If you are planning to get married, you will need to develop a plan to combine your finances as well as your lives. Having a joint bank account is important to many married couples, but without the proper planning those combined finances can become a source of contention. Taking the time to plan properly before you combine your bank accounts will pay off in the end.
Gather recent bank accounts for you and your soon-to-be spouse. Go over your finances thoroughly, including the money you make and the money you spend each month. Pull out copies of your pay stubs and your monthly bills to get an idea of where you stand financially.
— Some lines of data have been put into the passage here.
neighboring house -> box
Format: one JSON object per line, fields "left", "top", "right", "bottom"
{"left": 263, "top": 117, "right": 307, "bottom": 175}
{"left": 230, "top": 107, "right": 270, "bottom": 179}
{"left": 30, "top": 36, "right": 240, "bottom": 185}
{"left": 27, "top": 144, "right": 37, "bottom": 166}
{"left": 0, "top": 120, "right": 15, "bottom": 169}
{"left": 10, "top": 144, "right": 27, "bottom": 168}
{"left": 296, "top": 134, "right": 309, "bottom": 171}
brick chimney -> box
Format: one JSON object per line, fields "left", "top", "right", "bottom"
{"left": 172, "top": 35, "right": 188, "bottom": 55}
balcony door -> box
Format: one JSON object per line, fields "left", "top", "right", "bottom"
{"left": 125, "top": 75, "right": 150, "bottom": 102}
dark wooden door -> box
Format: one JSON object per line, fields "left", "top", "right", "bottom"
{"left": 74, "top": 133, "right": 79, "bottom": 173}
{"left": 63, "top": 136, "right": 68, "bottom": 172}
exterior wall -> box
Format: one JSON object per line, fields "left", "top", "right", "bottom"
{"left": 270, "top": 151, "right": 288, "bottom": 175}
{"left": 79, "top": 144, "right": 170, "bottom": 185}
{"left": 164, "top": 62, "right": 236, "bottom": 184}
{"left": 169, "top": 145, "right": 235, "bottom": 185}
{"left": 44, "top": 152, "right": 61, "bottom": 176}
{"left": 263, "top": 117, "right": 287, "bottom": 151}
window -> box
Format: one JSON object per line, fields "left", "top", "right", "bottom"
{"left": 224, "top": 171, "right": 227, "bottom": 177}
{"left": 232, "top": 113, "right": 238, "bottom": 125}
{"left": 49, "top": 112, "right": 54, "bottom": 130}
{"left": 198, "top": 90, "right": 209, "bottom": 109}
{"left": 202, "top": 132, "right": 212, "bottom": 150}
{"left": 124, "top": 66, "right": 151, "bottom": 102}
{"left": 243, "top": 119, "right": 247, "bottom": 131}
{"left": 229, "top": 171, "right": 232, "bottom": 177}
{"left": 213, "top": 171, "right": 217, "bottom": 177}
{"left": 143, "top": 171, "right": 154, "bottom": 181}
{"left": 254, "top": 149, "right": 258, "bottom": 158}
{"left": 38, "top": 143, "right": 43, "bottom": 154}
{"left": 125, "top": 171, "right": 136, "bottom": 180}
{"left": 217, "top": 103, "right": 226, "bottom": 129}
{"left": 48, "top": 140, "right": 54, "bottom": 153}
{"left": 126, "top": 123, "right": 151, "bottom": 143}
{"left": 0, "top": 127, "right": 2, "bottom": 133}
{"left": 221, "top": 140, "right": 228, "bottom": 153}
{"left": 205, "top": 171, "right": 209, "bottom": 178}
Develop a personal household budget before you officially combine your bank accounts. You can download budget templates to use with Microsoft Excel and other popular spreadsheet programs. Detail all of your expenditures, including your rent or mortgage payment, student loan payments, credit card debt, utilities and other expenses.
Decide whose bank account will remain open and which one will be closed. If you both hold accounts in the same institution, you can combine those two accounts, but if you bank with separate institutions, you will need to close one of the accounts and move the money into the joint account.
Stop any direct deposits and automatic payments from the account that will be closed. It can take up to two months for automatic payments and direct deposits to stop, so you will need to wait until that happens to close the account.
Change the ownership on what will be the joint account to add the second name. Designate that the bank account is to be a joint account. Both co-owners of the joint account will need to sign a signature card for the account.
Adjust your direct deposit and that of your soon-to-be spouse to go into the joint bank account. Also change any automatic payments to come out of that account.